The development of this amplification-free method of RNA detection was the result of a reorientation of research within IGI as the pandemic began towards problems with the diagnosis and treatment of COVID-19. Ultimately, five UC Berkeley labs and two UCSF labs became involved in this research project, one of many within the IGI.

“When we started this, we had hopes of creating something similar to PCR, but not requiring amplification — that would be the dream,” said Savage, the project’s principal investigator. “And from a sensitivity perspective, we had a gap of about ten thousand times to jump. We made it about a thousandfold; we lowered it about three orders of magnitude. So, we’re almost there. Last April, when we really started mapping it out, that seemed almost impossible.”

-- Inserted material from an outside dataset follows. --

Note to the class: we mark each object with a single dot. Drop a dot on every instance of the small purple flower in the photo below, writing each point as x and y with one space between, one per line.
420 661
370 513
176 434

Reference: “Accelerated RNA Detection Using Tandem CRISPR Nucleases” by Tina Y. Liu, Gavin J. Knott, Dylan CJ Smock, John J. Desmarais, Sungmin Son, Abdul Bhuiya, Shrutee Jakhanwal, Noam Prywes, Shreeya Agrawal, María Díaz de León Derby, Neil A. Switz, Maxim Armstrong, Andrew R. Harris, Emeric J. Charles, Brittney W. Thornton, Parinaz Fozouni, Jeffrey Shu, Stephanie I. Stephens, G. Renuka Kumar, Chunyu Zhao, Amanda Mok , Anthony T. Iavarone, Arturo M. Escajeda, Roger McIntosh, Shineui Kim, Eli J. Dugan, IGI Testing Consortium, Katherine S. Pollard, Ming X. Tan, Melanie Ott, Daniel A. Fletcher, Liana F. Lareau, Patrick D. Hsu, David F. Savage, and Jennifer A. Doudna, Aug 5, 2021, Nature Chemical Biology.
DOI: 10.1038/s41589-021-00842-2

The work was supported by the Defense Advanced Research Projects Agency (N66001-20-2-4033). Co-authors of the paper include members of the labs of Jennifer Doudna, David Savage, Patrick Hsu, Liana Lareau, and Daniel Fletcher of UC Berkeley; Gavin Knott at Monash University in Australia; Melanie Ott and Katherine Pollard at Gladstone Institutes and UCSF; and Ming Tan at Wainamics, a research and development company in Pleasanton, California, that manufactures microfluidic devices. Doudna, the founder of IGI and currently Chairman and Chair of the IGI Board of Directors, is the Li Ka Shing Chancellor’s Chair at UC Berkeley and a professor of chemistry, molecular and cell biology. Hsu, Lareau and Fletcher are faculties of the Department of Bioengineering.